Lagerfeuergeschichten (Dark Fantasy-Kurzgeschichte)

Vieles ließ sich über Khonat Banthu sagen. Viele Menschen und Nichtmenschen und Wesen, von denen sich weder das eine noch das andere behaupten ließ, hatten vieles über ihn gesagt. »Eine Sache allerdings«, merkte er an, hob und wedelte mit dem Zeigefinger, »und die mag in ihrer Natur sehr speziell sein …« Er sah den Männern, die um das Feuer saßen, reihum in die vom orangegoldenen Schein und Schatten der Flammen umflackerten Gesichter. »Eine Sache. Die sagt mir keiner nach. Könnt ihr euch denken, welche das ist?«
Das Knistern des Brutzelfettes, der Holzscheite und Astknochen schien sich zu verstärken, als die Gruppe ins Grübeln geriet. »Das du … deine eigene Schwester geheiratet hast? Und das gleich drei Mal?«, schlug Lontuk vor.
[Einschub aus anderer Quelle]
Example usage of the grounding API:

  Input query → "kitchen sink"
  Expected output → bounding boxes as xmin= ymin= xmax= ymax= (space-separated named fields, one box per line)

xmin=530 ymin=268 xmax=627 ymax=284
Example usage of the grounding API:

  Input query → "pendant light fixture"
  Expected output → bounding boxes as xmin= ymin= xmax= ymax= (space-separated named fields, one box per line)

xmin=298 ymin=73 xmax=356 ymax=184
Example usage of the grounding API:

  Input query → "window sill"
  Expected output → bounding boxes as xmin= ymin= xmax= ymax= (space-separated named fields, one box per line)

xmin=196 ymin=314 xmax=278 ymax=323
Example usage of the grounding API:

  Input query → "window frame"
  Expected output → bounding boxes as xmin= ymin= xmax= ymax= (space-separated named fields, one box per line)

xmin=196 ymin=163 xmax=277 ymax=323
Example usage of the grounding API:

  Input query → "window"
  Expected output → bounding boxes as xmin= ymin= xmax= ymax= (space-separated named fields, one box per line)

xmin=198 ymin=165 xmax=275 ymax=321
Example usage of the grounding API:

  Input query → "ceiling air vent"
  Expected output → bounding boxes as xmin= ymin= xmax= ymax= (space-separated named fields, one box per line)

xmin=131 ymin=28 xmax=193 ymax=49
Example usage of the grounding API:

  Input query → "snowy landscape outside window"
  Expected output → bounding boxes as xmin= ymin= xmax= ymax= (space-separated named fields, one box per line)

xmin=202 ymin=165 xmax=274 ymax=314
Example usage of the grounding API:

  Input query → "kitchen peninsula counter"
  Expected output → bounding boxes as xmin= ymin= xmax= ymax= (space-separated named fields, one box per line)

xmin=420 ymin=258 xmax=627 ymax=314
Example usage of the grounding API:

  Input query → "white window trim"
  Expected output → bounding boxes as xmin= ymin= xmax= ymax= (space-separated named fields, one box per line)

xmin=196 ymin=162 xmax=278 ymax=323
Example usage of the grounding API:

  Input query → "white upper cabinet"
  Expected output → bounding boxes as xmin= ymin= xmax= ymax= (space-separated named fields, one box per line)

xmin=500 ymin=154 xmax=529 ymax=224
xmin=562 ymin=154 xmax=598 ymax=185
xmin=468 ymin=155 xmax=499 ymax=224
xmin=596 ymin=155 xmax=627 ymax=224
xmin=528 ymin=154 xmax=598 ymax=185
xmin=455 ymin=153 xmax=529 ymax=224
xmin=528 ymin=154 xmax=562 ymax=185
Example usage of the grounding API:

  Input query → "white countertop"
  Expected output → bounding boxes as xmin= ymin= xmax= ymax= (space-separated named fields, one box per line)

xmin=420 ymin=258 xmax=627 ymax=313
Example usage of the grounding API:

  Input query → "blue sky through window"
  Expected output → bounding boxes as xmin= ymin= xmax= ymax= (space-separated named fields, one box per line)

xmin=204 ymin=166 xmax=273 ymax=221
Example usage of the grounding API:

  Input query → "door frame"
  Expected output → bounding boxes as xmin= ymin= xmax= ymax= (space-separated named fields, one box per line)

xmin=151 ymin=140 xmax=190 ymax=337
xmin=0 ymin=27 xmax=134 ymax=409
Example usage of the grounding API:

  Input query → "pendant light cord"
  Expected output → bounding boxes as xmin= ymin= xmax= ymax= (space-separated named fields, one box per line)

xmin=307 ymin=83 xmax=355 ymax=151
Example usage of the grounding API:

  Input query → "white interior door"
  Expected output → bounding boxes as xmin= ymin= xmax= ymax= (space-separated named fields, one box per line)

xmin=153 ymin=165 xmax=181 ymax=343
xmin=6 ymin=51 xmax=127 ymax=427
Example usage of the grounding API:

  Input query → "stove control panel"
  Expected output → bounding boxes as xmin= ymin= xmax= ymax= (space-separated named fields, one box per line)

Khonat Banthu winkte ab. »Das würde ich wieder und wieder tun, nur wirft meine Mutter ihre Töchter zahlenmäßig nicht wie die Sau ihre Ferkel. Und selbst wenn du das damit sagen wolltest, würde es mich nicht jucken.«
Lontuk blies die Backen auf und nickte eifrig, unschlüssig, ob es ihn erleichtern oder beunruhigen sollte, die falsche Antwort gegeben zu haben.
»Nächster«, forderte Khonat Banthu.
Nachdem sein Arm kurz angedeutet hatte, sich wie in einem Klassenzimmer melden zu wollen, ignorierte Kinnlak die unangebrachten Sitten und schnatterte: »Is’s, dass du dir den Arsch im Stehen abwischst? Vornerum?« Er ahmte die entsprechende Bewegung nach.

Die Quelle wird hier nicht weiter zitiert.